Restaurant information
- Food type: Gastropub
- Location: North End Way, London, NW3 7HE, United Kingdom
- Coordinates: 51°34′03″N 0°10′58″W﻿ / ﻿51.5675°N 0.1827°W
- Website: www.thebullandbush.co.uk

= The Old Bull and Bush =

Pub in Hampstead, London

The Old Bull and Bush is a Grade II listed public house at North End near Hampstead Heath in London, which gave its name to the music hall song "Down at the Old Bull and Bush", sung by Florrie Forde. It is located on North End Way.

The Old Bull and Bush is managed by Mitchells and Butlers under the Premium Country Dining Group brand.
The interior was renovated to a modern, gastropub style in 2006. Until the introduction of the smoking ban in England in 2007, The Bull and Bush was one of the few completely smoke-free pubs in London.

==History==
The earliest record of a building on the site is of a farmhouse in 1645. The farmhouse gained a licence to sell ale in 1721. William Hogarth drank here and is believed to have been involved in planting out the pub garden.
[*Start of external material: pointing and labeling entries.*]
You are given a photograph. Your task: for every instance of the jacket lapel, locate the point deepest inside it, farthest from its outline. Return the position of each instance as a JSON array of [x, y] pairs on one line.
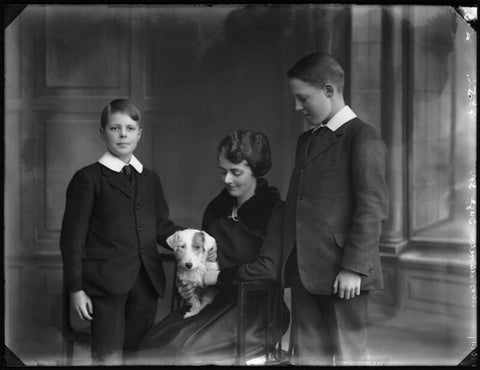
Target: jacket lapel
[[119, 181], [329, 139]]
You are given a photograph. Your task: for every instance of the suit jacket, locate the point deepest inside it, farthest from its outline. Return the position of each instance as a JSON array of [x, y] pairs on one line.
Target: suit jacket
[[109, 229], [336, 202]]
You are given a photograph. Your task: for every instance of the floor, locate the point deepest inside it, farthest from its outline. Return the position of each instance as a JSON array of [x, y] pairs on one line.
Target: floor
[[408, 338]]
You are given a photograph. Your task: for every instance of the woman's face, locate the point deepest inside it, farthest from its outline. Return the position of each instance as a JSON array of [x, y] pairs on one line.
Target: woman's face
[[238, 178], [312, 101]]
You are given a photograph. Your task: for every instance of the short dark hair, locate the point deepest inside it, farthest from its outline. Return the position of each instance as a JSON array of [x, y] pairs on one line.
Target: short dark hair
[[120, 106], [317, 69], [250, 146]]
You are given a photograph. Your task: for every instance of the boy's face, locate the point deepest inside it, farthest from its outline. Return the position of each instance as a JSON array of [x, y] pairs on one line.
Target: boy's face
[[121, 135], [312, 101]]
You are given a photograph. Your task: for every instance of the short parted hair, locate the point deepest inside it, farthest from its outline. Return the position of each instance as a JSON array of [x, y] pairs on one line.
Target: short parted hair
[[251, 146], [318, 69], [120, 106]]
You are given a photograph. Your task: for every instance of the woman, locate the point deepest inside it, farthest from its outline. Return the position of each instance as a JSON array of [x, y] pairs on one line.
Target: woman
[[246, 220]]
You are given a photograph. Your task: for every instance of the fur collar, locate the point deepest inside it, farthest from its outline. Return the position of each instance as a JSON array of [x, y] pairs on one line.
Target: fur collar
[[254, 214]]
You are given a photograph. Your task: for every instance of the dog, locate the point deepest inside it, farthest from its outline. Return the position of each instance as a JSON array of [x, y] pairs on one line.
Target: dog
[[191, 248]]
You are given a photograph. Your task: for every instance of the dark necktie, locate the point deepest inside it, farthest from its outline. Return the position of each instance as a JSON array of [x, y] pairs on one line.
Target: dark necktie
[[314, 136], [127, 171]]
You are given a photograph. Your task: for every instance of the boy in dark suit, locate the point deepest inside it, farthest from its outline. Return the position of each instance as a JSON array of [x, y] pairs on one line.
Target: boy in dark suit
[[114, 216], [336, 203]]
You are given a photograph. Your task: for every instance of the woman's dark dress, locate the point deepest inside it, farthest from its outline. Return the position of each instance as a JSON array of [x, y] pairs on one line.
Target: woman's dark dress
[[248, 249]]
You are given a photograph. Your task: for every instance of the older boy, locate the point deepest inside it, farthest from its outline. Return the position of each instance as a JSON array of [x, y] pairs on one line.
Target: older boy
[[336, 202]]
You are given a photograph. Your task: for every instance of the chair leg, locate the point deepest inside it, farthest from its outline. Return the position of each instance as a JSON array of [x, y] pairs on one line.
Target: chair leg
[[240, 358]]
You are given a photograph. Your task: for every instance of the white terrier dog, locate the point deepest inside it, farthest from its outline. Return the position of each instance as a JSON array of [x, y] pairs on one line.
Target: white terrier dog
[[191, 247]]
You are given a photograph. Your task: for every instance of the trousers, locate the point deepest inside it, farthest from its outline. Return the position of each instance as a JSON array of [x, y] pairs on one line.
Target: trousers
[[120, 322], [327, 330]]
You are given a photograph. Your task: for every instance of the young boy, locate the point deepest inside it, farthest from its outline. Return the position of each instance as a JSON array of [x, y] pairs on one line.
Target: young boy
[[336, 203], [114, 216]]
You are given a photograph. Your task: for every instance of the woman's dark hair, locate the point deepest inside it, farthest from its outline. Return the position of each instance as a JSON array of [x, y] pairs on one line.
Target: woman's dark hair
[[317, 69], [120, 106], [250, 146]]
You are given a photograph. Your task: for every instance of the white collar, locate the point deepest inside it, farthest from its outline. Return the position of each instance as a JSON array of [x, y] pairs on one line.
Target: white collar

The pub gained a music licence in 1867, when Henry Humphries was the landlord. The pub became popular as a day trip for cockneys.

The building underwent a major reconstruction in 1924, when it was owned by the Ind Coope brewery. Another refurbishment took place in 1987.

In 2006, the interior was renovated to a modern, gastropub style with an openly visible kitchen, and reopened to the public on 24 March that year.

==Bull and Bush tube station==
Near the pub was the site of the proposed North End tube station (also called Bull and Bush) on the Northern line of the London Underground. Only the platforms were excavated, and the station construction was cancelled. An entrance (for emergency use only) leading down 197 steps to the platform level is located on Hampstead Way.